To run the example I provided, do the following:

1) Copy the directory containing the Python files and input data to dumbo. You will first need to "scp" from your machine to the hpc node, and them from the hpc node to dumbo. Assuming the directory in your machine is called /Users/julianafreire/MRExample

      scp -r /Users/julianafreire/MRExample  your_netid@hpc.nyu.edu:

Then, from the hpc node:

      scp -r MRExample  dumbo

- Remember to replace your_netid with your actual netid!

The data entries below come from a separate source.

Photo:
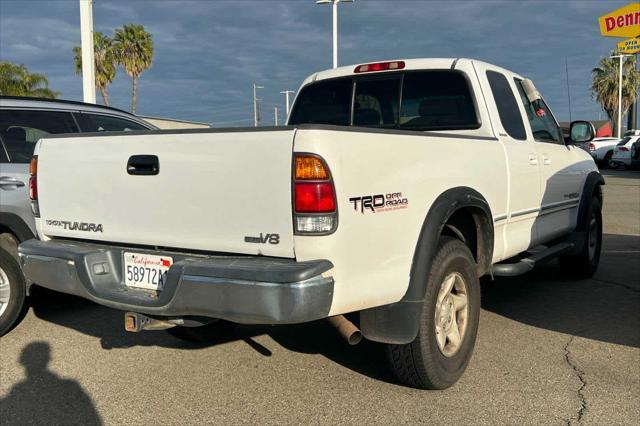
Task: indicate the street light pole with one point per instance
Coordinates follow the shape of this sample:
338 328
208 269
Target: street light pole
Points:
621 58
286 99
256 114
334 4
86 42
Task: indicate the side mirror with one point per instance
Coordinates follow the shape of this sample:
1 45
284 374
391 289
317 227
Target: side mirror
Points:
581 131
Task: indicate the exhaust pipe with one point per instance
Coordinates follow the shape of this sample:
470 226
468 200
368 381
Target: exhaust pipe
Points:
135 323
347 329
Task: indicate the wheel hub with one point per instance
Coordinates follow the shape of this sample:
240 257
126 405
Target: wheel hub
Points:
5 291
451 314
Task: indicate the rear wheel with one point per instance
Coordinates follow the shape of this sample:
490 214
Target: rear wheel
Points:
448 325
205 333
585 263
12 293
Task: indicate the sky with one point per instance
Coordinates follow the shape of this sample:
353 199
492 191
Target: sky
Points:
208 53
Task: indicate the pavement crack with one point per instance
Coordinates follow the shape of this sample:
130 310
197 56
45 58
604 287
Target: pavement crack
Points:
576 419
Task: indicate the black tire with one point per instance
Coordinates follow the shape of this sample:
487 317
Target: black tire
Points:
585 263
421 363
211 332
16 307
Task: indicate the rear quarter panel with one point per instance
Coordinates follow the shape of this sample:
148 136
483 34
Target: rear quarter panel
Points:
373 252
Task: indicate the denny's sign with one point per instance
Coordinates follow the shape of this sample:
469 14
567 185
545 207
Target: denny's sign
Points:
623 22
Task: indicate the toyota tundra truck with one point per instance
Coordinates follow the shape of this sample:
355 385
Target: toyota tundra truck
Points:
394 187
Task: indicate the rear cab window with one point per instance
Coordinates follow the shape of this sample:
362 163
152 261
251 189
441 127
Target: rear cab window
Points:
20 130
507 105
543 126
411 100
106 123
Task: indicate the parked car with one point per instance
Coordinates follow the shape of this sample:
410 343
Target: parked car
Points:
626 152
23 121
395 186
601 149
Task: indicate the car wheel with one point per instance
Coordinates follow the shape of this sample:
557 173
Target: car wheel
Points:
585 263
448 324
211 332
12 293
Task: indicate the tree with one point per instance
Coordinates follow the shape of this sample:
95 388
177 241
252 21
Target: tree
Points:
105 63
605 85
16 80
134 51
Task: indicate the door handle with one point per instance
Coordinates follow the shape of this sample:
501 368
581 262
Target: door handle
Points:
9 181
145 165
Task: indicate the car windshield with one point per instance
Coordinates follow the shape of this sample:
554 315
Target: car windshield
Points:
424 100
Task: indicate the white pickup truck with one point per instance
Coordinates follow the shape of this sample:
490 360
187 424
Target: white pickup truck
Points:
394 187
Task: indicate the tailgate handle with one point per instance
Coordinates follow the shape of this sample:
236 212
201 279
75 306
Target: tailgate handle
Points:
143 165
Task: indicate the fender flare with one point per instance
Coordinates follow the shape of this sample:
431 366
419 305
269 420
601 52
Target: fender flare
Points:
16 225
398 323
592 186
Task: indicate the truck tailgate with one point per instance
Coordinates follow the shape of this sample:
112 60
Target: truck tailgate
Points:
214 191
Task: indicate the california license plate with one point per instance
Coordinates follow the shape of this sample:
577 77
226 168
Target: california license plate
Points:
146 271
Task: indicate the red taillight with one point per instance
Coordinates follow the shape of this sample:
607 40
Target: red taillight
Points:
380 66
33 178
33 188
315 198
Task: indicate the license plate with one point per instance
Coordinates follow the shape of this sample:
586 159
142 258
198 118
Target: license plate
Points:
146 271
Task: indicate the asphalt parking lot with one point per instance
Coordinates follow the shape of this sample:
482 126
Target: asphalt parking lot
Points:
549 350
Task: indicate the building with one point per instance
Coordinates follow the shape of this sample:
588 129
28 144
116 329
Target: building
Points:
604 129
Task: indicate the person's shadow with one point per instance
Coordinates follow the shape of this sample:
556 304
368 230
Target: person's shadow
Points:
45 398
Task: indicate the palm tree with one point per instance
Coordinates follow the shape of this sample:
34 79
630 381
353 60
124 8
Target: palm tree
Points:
134 50
605 85
16 80
105 63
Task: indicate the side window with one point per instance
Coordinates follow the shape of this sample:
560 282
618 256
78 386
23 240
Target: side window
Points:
106 123
376 103
508 110
543 125
21 129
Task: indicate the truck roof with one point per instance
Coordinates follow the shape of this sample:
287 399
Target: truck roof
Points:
410 64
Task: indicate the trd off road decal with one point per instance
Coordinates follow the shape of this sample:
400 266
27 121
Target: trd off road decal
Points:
76 226
380 202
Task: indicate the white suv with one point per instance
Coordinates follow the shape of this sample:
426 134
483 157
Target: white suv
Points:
626 152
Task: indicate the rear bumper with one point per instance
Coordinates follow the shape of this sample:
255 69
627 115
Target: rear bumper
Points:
249 290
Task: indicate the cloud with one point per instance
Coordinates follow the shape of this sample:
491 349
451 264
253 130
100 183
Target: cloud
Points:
209 53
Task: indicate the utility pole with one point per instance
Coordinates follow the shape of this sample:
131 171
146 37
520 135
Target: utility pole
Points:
286 99
86 42
632 117
619 121
256 113
334 4
566 68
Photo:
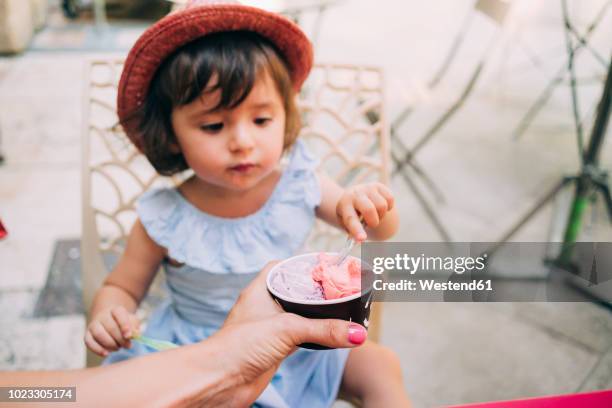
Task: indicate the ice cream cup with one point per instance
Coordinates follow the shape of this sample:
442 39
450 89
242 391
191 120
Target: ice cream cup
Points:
354 308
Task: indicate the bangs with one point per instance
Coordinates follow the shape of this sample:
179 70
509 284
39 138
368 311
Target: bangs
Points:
233 59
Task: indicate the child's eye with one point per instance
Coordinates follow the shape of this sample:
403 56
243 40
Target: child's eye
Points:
212 127
262 121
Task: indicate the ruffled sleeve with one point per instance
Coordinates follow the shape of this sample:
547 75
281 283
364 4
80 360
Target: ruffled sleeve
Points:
237 245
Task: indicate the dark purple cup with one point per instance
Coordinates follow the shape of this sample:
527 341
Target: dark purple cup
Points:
353 308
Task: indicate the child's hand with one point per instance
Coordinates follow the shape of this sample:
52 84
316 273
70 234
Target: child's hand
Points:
110 330
370 202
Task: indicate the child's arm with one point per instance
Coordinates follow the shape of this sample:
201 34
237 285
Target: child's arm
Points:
113 321
372 202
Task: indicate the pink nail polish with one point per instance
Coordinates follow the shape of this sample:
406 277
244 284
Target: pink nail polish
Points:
357 334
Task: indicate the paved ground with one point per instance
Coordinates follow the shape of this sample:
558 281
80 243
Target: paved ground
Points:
451 353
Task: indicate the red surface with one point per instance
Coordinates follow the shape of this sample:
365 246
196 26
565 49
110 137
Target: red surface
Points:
597 399
3 231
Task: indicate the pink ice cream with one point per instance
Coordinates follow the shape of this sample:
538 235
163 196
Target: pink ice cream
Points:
337 280
294 280
317 280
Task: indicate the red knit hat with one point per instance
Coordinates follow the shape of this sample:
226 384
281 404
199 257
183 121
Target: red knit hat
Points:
197 19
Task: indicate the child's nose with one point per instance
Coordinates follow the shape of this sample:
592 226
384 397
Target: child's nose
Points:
241 139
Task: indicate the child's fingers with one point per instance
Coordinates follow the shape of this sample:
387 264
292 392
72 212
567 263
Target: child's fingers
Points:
112 328
387 194
122 317
366 208
101 336
350 220
134 324
94 346
380 203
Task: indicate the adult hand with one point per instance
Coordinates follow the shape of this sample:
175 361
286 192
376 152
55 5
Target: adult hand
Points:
260 335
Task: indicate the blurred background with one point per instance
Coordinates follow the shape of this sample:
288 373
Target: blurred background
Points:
485 118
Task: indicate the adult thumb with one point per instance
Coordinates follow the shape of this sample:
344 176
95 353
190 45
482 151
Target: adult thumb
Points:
331 332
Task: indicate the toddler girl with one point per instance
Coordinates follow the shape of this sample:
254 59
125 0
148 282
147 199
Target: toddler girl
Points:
212 88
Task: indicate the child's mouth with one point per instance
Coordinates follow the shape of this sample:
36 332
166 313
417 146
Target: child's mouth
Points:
243 168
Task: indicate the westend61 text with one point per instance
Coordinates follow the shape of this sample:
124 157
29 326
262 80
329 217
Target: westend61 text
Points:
432 285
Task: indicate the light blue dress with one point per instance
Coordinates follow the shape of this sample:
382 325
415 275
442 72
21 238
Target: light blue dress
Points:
221 256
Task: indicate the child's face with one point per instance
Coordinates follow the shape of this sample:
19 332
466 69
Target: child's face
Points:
234 148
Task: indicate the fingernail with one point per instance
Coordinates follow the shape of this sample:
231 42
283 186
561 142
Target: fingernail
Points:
357 334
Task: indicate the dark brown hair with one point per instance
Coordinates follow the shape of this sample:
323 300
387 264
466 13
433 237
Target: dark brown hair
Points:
236 58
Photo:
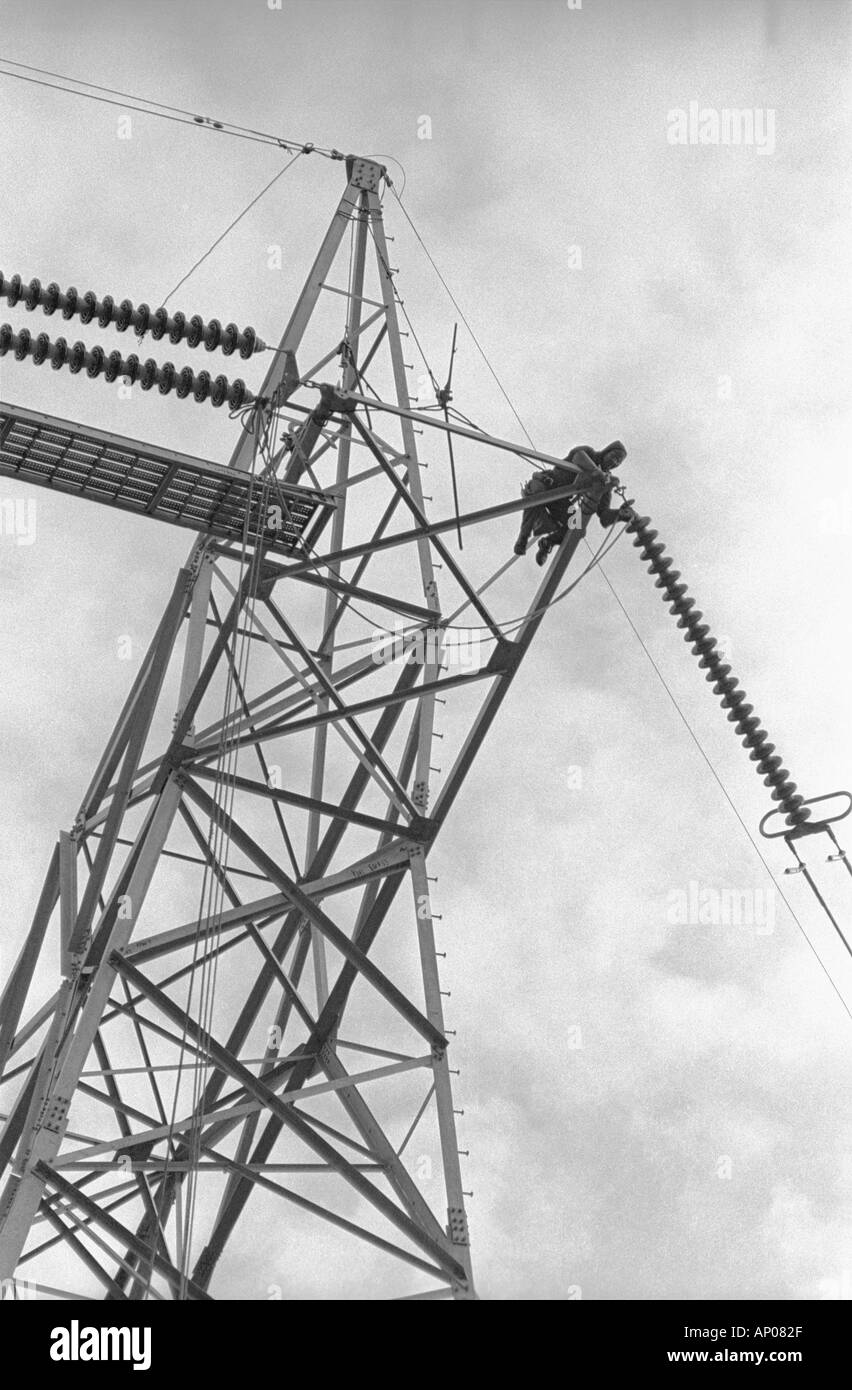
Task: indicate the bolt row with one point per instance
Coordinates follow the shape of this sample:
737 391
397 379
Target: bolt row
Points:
141 319
95 360
726 685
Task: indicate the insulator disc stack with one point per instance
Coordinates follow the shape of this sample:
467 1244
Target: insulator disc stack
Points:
726 685
95 362
159 323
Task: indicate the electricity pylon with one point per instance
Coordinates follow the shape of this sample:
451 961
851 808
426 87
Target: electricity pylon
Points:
224 1012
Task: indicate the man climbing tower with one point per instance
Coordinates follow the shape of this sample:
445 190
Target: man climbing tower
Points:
552 520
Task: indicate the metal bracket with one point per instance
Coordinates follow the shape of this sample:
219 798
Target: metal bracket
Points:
457 1225
364 173
505 658
808 827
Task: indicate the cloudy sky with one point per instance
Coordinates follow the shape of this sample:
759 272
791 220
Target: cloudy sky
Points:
652 1109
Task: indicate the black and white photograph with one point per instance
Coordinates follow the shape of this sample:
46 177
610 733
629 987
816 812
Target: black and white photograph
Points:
426 754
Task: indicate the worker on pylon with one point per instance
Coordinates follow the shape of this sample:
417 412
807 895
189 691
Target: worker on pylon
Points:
552 520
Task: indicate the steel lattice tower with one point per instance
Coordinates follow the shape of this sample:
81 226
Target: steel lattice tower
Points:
248 1001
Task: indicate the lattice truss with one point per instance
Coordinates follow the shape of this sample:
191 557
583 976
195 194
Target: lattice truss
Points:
225 1065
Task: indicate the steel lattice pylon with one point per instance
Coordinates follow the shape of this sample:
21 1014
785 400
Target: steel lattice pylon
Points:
230 1019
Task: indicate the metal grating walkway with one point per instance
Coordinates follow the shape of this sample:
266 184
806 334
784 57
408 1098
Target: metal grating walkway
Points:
149 481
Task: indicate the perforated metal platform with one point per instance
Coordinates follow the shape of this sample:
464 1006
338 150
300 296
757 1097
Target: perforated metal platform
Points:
156 483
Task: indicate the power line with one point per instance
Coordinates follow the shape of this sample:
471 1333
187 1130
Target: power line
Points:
724 791
231 225
160 109
462 316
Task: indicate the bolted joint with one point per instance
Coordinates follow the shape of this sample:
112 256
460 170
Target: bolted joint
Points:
456 1226
421 829
331 402
505 658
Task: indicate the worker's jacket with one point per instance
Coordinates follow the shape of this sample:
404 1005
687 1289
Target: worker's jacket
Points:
556 514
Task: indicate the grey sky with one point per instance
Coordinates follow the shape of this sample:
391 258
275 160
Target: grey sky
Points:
708 327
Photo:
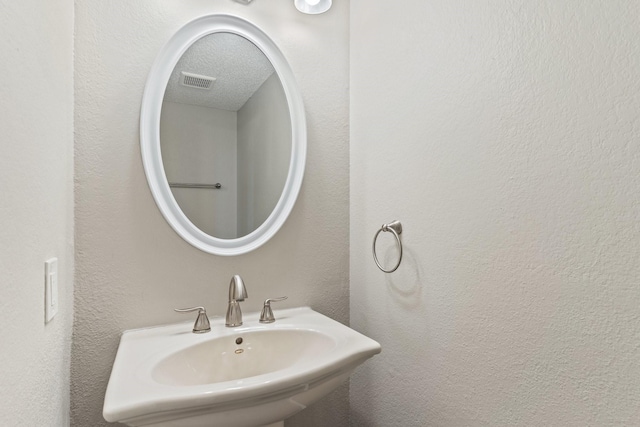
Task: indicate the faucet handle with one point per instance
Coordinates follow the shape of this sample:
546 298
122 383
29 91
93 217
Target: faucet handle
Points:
202 324
267 314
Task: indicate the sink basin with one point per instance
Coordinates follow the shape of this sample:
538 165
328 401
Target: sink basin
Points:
249 376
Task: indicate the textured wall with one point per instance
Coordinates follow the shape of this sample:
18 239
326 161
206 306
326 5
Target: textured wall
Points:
36 211
131 268
505 137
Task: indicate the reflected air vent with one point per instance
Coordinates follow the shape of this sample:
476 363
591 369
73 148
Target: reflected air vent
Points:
197 81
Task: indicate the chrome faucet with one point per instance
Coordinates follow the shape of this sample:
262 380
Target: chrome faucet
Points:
237 293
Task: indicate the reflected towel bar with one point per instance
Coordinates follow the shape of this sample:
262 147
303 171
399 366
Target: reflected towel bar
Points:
215 186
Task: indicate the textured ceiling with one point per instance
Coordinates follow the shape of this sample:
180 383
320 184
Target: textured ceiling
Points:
238 66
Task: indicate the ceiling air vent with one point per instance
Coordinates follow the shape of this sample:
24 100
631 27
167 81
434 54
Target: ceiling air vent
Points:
197 81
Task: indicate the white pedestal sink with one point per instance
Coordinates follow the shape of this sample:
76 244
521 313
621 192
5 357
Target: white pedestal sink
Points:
249 376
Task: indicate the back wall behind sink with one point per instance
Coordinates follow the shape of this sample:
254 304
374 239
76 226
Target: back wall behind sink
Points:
132 269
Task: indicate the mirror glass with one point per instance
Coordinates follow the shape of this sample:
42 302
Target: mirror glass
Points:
225 135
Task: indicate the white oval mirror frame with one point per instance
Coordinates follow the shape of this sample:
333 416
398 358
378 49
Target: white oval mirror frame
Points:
150 133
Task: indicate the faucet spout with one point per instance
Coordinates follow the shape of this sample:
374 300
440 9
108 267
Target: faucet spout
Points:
237 292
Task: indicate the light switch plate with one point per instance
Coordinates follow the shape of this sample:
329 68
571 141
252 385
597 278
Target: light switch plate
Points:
50 289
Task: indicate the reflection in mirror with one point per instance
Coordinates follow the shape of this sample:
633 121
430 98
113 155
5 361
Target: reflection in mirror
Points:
225 120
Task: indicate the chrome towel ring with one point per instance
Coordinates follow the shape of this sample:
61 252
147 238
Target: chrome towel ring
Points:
394 227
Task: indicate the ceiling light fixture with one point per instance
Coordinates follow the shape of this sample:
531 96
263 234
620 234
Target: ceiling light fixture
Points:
312 7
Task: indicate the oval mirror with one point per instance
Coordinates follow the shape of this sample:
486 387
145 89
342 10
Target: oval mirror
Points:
223 135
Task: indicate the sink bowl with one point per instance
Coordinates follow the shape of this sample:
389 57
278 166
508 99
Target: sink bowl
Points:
249 376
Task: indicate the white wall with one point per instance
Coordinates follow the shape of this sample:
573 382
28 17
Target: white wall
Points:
36 211
504 136
264 153
132 270
199 145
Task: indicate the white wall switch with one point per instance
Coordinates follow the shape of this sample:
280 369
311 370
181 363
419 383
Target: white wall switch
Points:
50 289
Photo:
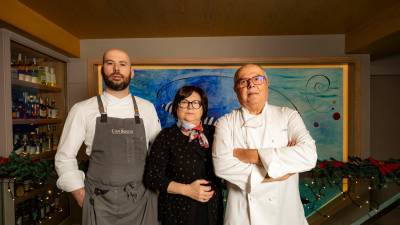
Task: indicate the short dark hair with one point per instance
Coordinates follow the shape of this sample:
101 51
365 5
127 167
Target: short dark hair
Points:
185 92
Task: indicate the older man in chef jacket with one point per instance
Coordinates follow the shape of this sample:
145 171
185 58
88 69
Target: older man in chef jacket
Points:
260 149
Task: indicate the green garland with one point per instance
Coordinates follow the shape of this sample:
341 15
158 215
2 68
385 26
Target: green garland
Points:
22 168
330 174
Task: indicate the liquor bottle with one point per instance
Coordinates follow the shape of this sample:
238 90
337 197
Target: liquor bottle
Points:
48 75
14 69
20 67
35 107
29 106
37 142
32 143
35 72
42 75
43 109
52 77
47 105
28 77
49 137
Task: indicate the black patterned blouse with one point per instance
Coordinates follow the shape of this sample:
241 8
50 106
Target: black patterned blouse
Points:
173 158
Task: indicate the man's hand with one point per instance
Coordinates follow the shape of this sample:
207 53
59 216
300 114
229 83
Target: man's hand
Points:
79 195
247 155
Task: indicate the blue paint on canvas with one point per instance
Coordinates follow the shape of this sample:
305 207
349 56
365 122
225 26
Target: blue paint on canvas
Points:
316 93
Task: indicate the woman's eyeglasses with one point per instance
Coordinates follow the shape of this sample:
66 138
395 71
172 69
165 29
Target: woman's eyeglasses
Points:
196 104
256 80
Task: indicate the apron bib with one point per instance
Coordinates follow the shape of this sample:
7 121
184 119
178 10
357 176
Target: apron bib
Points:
114 189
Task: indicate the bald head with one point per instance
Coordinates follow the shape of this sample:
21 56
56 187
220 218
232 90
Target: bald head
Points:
115 51
248 66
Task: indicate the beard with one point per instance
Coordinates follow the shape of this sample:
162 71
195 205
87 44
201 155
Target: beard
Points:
114 85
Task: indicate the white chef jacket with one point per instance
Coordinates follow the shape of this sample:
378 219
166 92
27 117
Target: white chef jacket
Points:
250 201
80 127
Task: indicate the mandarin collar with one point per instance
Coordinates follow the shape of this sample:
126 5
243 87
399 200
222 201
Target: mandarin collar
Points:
112 100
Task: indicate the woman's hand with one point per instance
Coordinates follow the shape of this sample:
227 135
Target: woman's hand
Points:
79 196
199 190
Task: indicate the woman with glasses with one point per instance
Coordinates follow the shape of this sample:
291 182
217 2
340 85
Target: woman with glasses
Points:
180 165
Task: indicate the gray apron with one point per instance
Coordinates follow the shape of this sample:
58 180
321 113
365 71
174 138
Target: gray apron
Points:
114 190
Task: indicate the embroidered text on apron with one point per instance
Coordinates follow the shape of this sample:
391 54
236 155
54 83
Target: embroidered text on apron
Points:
114 190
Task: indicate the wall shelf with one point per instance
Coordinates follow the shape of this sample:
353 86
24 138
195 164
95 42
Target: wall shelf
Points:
36 121
39 87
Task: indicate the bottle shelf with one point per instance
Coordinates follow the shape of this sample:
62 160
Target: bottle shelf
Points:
36 121
39 87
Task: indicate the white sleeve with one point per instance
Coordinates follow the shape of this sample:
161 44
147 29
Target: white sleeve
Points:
153 125
225 165
66 165
295 159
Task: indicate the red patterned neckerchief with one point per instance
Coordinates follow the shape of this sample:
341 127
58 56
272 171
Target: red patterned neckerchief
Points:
195 132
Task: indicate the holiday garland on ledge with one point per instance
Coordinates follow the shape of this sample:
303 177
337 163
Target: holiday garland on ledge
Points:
329 174
23 171
22 168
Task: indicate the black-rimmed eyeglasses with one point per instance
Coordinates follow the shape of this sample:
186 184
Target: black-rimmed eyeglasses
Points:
196 104
256 80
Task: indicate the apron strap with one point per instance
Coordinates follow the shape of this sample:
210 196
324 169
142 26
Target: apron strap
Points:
137 119
103 113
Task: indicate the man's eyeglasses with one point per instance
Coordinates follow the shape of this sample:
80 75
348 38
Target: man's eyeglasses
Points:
256 80
196 104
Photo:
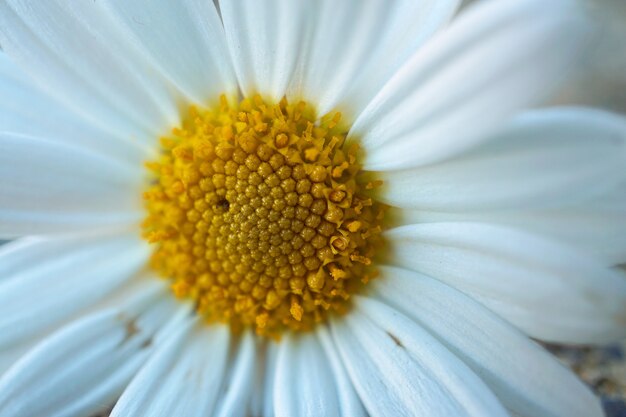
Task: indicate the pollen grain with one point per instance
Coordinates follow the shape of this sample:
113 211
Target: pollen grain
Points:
257 213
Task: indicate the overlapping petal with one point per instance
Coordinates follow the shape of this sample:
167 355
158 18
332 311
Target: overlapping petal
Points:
551 291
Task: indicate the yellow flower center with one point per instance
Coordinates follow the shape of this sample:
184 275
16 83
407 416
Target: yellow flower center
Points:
258 215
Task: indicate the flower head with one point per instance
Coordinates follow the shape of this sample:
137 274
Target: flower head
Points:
301 208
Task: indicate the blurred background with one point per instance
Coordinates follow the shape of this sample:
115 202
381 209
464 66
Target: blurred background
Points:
600 81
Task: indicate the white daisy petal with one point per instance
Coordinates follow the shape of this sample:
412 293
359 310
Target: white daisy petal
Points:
326 51
549 290
526 378
437 105
546 158
263 401
398 369
62 188
304 383
234 401
186 40
349 402
43 282
264 39
76 52
26 110
84 366
182 378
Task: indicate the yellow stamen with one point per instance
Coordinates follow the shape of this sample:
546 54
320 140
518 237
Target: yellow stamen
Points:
257 213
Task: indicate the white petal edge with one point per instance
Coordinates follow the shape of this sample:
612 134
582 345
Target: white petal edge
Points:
61 188
264 39
527 379
304 384
545 158
183 377
26 110
77 53
498 58
46 281
234 400
87 363
551 291
398 369
186 41
328 53
597 227
349 402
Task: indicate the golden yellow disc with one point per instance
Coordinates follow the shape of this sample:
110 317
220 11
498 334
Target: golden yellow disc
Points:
258 214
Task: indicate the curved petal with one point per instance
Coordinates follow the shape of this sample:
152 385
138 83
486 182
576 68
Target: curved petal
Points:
349 402
304 383
77 52
86 364
264 39
26 110
262 402
62 188
183 377
186 41
597 226
46 281
238 386
398 369
526 378
498 58
544 159
549 290
334 54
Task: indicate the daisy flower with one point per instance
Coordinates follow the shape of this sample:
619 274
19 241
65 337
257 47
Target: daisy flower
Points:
301 208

2) From dumbo, you will now copy the data file to HDFS

      hfs -copyFromLocal /home/you_netid/MRExample/wikipedia.txt wikipedia.txt

3) Check if the file is on HDFS

     hfs -ls

4) Now, to run the job, make sure you are on the right directory

    cd /home/your_netid/MRExample
    hjs -file pmap.py  -mapper pmap.py   -file pred.py -reducer pred.py   -input /user/your_netid/wikipedia.txt -output /user/your_netid/wikipedia.output

5) The outputs of this job are now in HDFS, in the directory /user/your_netid/wikipedia.output. To list the output files:

    hfs -ls /user/jf1870/wikipedia.output

You can also inspect the content of the files:

   hfs -cat wikipedia.output/*

If you'd like to copy the files over to your local directory:

   hfs -get /user/jf1870/wikipedia.output  output

This will copy the outputs to the local directory "output" on dumbo

Using Spark

Spark allow you to write and run applications quickly in Java, Scala, Python and R
You can either use Spark interactive shell or Spark submission tool

To run Spark interactive shell (Scala or Python):

1) Login to dumbo

2) Execute one of the following: spark-shell (to run applications in Scala)

       pyspark (to run applications in Python)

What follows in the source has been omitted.